Bored! Board (dull as a)! Hyper-bored! Mega-bored!
I was bored. Two weeks, now, and no interesting clients. Oh, we've had clients. I can't really blame Sly. He's kept me busy, okay, but they've all been so very
ordinary
. No balloon rides, no witches' covens, just a string of plain-vanilla ordinary guys looking for a thrill in their ordinary lives, getting from me something they couldn't get from their wives. Ptah! No thrills.
Okay, sure, some of the clients were sweet, and the sex was passable, even quite good on one occasion, but still,
ordinary
. That's not what keeps me going in this business.
Yeah, I sell sex. Well, part-time, anyway. I'm really quite good at it, and I enjoy the work. But hell, even my day job in the law firm had been boring of late. I was getting stale and downright bitchy, and that's not good for business (
either
business).
Sly, he's my partner and my agent, didn't help with his oh so sympathetic "Christ, put a sock in it, Princess. You're fuckin' spoiled." Big help, that was. Really improved my mood.
I mean, of course I was still doing my job; I
am
a professional, after all. The clients never sensed my boredom, and they all left smiling and satisfied that they'd gotten their money's worth and then some. Hey, like I said, I'm good at what I do. But that's not the point.
I guess the problem with living an adventurous life is that you become addicted to the adrenaline rush and really miss the excitement when it's not there.
Finally, in desperation, I decided to do something I'd long ago promised Sly I wouldn't do, not since we partnered up: go out on my own. Sly's a tough product of the streets while I was raised in an upper-class family in Connecticut, so he's convinced that I'd be a danger to myself if I dabbled in his world without him there to protect me.
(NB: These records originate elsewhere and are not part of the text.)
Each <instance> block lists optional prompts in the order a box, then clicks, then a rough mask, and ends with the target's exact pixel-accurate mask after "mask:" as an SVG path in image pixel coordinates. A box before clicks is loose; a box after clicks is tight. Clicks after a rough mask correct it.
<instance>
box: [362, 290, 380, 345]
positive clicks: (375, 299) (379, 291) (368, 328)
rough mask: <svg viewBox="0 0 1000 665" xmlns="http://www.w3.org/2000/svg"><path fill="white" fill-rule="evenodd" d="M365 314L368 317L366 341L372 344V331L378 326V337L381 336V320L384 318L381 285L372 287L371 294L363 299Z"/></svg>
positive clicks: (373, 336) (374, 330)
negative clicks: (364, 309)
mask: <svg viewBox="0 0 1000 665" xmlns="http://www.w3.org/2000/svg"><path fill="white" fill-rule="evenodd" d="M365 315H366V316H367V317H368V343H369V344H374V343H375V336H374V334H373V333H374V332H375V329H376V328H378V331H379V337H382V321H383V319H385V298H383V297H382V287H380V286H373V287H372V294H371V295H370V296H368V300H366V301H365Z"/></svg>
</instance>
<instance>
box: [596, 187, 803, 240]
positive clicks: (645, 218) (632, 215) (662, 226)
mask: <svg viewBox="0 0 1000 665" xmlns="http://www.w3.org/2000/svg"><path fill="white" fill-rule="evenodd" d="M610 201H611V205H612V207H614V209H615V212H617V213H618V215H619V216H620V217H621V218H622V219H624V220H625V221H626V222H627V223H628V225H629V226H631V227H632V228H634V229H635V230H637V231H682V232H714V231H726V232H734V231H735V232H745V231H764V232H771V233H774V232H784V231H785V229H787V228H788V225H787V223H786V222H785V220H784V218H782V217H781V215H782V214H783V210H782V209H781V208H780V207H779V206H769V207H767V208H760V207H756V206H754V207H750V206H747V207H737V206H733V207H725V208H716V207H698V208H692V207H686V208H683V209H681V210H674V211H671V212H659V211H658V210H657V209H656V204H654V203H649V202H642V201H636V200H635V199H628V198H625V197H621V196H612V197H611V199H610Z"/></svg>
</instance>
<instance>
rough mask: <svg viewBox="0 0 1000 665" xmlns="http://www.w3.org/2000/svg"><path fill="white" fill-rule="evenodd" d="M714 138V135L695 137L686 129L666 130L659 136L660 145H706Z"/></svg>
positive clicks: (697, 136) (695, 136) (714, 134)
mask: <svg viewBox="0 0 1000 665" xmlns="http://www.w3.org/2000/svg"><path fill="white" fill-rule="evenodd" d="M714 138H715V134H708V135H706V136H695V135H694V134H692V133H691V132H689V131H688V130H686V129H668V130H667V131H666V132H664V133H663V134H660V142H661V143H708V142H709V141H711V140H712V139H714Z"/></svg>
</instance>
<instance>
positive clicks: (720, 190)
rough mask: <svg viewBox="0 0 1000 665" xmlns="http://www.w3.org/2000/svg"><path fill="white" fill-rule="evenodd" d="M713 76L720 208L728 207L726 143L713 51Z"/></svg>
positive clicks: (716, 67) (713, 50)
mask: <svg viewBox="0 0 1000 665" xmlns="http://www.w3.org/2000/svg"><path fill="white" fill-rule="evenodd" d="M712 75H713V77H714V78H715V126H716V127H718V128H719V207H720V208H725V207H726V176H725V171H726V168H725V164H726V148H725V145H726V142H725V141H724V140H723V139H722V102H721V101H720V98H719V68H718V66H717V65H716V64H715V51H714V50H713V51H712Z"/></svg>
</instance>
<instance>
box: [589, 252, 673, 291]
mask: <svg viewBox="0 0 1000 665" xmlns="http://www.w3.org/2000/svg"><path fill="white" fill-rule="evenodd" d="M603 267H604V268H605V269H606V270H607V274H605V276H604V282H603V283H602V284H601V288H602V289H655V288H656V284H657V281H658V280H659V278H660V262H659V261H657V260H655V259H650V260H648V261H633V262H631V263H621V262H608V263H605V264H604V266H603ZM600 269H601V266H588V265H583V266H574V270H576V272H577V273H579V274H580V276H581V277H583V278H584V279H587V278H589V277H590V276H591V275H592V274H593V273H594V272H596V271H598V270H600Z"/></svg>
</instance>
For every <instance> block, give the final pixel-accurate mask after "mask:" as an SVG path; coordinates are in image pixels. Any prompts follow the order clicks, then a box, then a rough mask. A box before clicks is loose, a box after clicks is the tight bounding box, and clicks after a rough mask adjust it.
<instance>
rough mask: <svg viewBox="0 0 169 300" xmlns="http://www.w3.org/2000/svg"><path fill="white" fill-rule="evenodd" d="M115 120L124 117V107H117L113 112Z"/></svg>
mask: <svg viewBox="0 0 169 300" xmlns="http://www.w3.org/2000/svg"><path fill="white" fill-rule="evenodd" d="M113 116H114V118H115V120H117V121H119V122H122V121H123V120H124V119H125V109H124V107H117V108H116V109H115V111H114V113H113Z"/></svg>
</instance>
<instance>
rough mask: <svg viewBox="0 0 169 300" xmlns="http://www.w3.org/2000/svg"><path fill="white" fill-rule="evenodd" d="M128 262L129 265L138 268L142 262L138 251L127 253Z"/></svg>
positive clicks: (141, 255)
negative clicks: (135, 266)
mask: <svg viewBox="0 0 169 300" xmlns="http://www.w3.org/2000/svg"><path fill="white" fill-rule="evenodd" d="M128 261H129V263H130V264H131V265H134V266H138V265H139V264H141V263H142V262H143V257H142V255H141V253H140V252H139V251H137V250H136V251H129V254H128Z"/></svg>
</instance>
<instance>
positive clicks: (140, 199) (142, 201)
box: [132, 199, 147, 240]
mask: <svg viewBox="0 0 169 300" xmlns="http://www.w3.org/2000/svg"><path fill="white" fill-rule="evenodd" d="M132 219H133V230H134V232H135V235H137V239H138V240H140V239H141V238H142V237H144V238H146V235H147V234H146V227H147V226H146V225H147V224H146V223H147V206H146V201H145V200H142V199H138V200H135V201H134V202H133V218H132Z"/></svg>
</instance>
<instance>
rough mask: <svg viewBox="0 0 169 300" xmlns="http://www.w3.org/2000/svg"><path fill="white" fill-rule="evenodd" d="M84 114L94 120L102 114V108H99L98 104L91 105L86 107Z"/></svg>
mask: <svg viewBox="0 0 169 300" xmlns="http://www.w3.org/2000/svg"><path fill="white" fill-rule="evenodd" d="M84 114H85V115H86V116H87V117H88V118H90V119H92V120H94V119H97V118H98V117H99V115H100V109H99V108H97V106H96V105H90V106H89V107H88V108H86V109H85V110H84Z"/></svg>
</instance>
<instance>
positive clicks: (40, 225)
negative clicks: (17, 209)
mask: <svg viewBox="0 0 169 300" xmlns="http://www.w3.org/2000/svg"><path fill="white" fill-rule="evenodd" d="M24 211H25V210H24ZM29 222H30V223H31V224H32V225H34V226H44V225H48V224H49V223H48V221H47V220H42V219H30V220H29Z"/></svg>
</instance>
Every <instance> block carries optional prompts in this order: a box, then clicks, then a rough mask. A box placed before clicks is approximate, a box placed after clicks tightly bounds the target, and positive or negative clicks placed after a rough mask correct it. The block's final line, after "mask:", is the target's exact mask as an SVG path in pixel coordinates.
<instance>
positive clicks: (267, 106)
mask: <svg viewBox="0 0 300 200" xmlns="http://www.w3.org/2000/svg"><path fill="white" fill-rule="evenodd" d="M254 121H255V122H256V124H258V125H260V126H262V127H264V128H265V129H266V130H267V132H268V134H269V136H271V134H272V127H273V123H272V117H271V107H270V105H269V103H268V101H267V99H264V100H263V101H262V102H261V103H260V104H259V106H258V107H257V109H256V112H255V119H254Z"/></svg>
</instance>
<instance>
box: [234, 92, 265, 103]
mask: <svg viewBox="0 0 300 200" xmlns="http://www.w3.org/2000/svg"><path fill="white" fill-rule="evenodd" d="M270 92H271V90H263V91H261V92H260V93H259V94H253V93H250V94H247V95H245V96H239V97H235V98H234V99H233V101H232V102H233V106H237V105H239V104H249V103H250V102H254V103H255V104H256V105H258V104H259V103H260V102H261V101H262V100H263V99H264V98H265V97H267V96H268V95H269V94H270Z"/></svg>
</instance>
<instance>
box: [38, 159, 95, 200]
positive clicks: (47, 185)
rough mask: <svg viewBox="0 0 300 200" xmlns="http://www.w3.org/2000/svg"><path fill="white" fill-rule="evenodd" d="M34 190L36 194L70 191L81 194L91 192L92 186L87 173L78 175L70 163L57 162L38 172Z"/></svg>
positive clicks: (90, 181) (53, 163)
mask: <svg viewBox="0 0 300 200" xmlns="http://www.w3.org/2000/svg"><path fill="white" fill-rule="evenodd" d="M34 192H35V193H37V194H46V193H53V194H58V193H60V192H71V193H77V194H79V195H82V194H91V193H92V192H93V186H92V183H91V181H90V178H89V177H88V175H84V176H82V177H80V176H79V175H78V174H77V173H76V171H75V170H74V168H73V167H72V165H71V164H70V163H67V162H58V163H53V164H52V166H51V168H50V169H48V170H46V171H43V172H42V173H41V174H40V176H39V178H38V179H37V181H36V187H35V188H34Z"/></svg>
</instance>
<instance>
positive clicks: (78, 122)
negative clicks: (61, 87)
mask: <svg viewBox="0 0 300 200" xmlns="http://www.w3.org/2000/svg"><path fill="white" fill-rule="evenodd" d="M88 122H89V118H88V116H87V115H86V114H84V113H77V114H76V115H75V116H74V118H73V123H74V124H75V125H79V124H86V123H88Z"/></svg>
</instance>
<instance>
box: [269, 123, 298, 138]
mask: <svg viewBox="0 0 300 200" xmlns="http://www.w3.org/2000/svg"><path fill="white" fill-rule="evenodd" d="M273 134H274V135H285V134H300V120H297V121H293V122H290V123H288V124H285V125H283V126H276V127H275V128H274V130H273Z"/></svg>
As he so graciously put it, "Princess, you don't know jack shit about the real world. That's my world. I know it and you don't. Let me take care of that end before you get hurt."
Last time he warned me, I told him that I was a for Christ's sake grown-up woman and could take care of myself. He smiled nastily and said, "Oh? Ain't you the same 'grown-up woman' who took off with a sketchy guy you'd never met for a wild night in the Village? In fact, I seem to recall you were the one egging your pals on."
That pretty much shut me up. That wild night with Sly and his buddies had resulted in him blackmailing me into servicing him and his buddies to pay him off. Of course, on the plus side, that eventually led to us both discovering my talent and me becoming a part-time professional and enjoying what I do and even partnering up with him, but hey, it could have turned out a lot differently, I suppose.
Anyway, except for one night before we officially became partners, I've heeded his advice and let him find and vet our clients. It's been a good arrangement. He really does care about me, and I know that it's out of respect, not just because I'm a good source of income for him. And true to his word, he has kept me safe. And, intentionally or not, he's managed to find interesting clients, at least until the last couple of weeks, anyway.
This night, however, I had had it. I needed something, anything, to shake off the boredom.
To hell with it. I gave in to temptation. I rummaged around in my stuff for what I call my 'safari' outfit. This was the outfit I had bought long ago for going out hunting on my own: a short black leather skirt with a little slit on the right side, black nylons with lacy elastic tops, a well-fitted button-front blouse and some very uncomfortable high heels. It was all still there and conjured up pleasant memories of that night. I hadn't needed it since, though.
I took a cab downtown. I found the same bar I'd used that night. The bartender must have recognized me and remembered the very generous tip I'd left him, because he smiled when I came in, and as soon as I perched myself decorously on a bar stool, unasked he served me a ginger ale with food coloring in it. I felt like a veteran. I smiled, remembering how nervous I had been that night. God, that was a while ago! A lot of water over
that
dam!
Well, clearly I hadn't lost my touch. In an hour I'd had three proposals. I was being picky.